Gary Smulyan: Low Man Aims High
Leaving the Herman band, Smulyan was able to stay in New York and find meaningful work with the likes of the Mingus Big Band and also the Smithsonian Jazz Masterworks Orchestra. Having established himself in the toughest of markets, he got to share the stage and the recording studio with an amazing array of luminaries including trumpeters Freddie Hubbard and Dizzy Gillespie, saxophonist Stan Getz, pianist Chick Corea, timbales king Tito Puente, and R&B/Blues and soul icons Ray Charles, B.B. King and Diana Ross. Shaping an impressive range of repertoire and style, the chops that he developed brought him work and contributed to his longevity, for which he is eternally grateful.
Smulyan feels fortunate to be able to be playing and touring regularly in this day and age. He is on the road with different bands and configurations, plus recording and teaching projects of his own. And, he maintains a deep commitment to jazz education. "I was fortunate to play with and be taught by great musicians on Long Island, people like Billy Mitchell and Dave Burns; Joe Dixon was also a mentor." They imparted "practical information that I still need today to be successful, in both business and music." And now, he is giving back, helping to nurture the next generation of jazz players.
Ever grateful to have had that kind of exposure as a younger, aspiring musician, "I feel obligated to help younger musicians. The apprentice system is largely gone; there is no opportunity for young musicians to play with people who are better than them. That's how the continuum happens. Jazz is largely mentor-student music."
Thus, during the school year, you're likely to find Smulyan teaching at Amherst (MA) College, where he is professor of saxophone. He is also Artistic Director at Berkshire Hills Music Academy in nearby South Hadley, a two-year post secondary music school for 18-to-30 year-olds with developmental disabilities. He finds teaching very rewarding, not just a form of giveback for the influences of his early years. An ensemble of Berkshire Hills graduates makes up a performance troop that tours. Smulyan conducts ability/awareness workshops that sometimes serve to recruit students to the school. He also coaches with repertoire, and holds daily rehearsals.

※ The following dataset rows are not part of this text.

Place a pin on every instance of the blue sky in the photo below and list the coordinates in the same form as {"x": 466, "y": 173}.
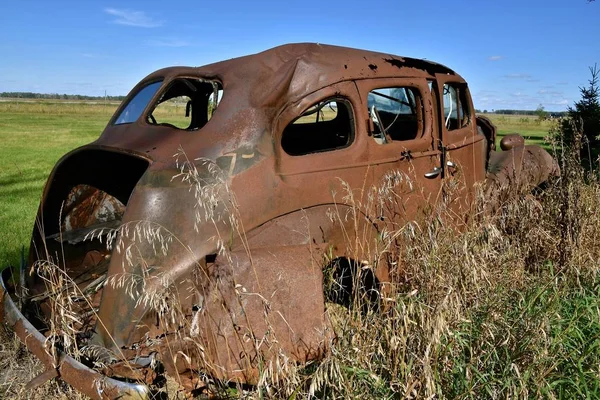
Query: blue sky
{"x": 514, "y": 54}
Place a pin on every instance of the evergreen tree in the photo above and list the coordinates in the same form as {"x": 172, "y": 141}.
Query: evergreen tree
{"x": 582, "y": 127}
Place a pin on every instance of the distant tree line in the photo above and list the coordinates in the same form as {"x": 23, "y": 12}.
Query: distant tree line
{"x": 57, "y": 96}
{"x": 536, "y": 113}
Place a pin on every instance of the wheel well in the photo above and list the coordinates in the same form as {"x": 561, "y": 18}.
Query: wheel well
{"x": 351, "y": 284}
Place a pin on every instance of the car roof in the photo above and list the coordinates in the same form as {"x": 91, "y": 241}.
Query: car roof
{"x": 293, "y": 71}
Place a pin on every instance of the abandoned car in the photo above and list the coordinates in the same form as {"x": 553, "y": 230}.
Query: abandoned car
{"x": 190, "y": 238}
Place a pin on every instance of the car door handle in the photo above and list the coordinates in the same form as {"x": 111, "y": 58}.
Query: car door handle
{"x": 432, "y": 174}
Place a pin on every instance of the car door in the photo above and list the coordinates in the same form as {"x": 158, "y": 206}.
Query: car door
{"x": 322, "y": 165}
{"x": 402, "y": 147}
{"x": 463, "y": 148}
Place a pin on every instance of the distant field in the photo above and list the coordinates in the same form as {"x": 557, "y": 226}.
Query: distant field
{"x": 35, "y": 134}
{"x": 532, "y": 130}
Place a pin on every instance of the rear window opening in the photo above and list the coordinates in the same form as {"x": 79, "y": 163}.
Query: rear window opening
{"x": 396, "y": 114}
{"x": 187, "y": 104}
{"x": 327, "y": 125}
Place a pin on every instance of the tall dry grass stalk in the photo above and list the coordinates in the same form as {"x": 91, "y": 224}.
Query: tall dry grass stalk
{"x": 504, "y": 307}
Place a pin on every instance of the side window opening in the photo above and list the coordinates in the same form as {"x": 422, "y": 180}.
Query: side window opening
{"x": 325, "y": 126}
{"x": 456, "y": 111}
{"x": 187, "y": 104}
{"x": 396, "y": 114}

Education is more than a day job for Smulyan, and accessibility is a critical part of his persona. The two characteristics suggest an attitude that may well be responsible for his success today. He harkens back to one of his current and long-standing idols, Phil Woods. "You've got to be approachable. Phil was my idol. I first met him at the Jazz Museum in New York. I sat down and hung out with him, I was on cloud nine for a month. As things got better for me, I remembered that. Any time I can be around young musicians who are serious about playing, I feel it is my job to be accessible and supportive."
Noting that many other successful jazz musicians also teach in some way or form, Smulyan says "it is a calling that we have, a desire. Especially if I meet a young musician who has the same kind of passion that I had when I was young. I was helped out, and I need to do that now."
He may or may not lead some other youngster to the baritone. After all, his two major influences are Charlie Parker and Pepper Adams, and "I still listen to Bird almost every day." Compositionally, he conjures Mulligan, whom he considers a genius, adding "I like his writing more than his playing." On the performing side, "Pepper Adams epitomized post-bop modern baritone sax playing. He was a great improviser. And stylistically, it's a school that I find more attractive." Although he doesn't necessarily emulate Harry Carney, he is quick to say that "Without Carney, there wouldn't be any of us. He had the most beautiful sound on the baritone that I've ever heard."
His list of awards and accolades is long and varied. The baritone saxophonist is a four-time winner of the Down Beat Critic's and Readers' Polls and a multiple winner of numerous other official and casual polls, including the Jazz Journalists Award for Baritone Saxophonist of the Year. He is a seven-time Grammy award winner for his work with B.B. King, Joe Lovano, Dave Holland, the Vanguard Jazz Orchestra and others.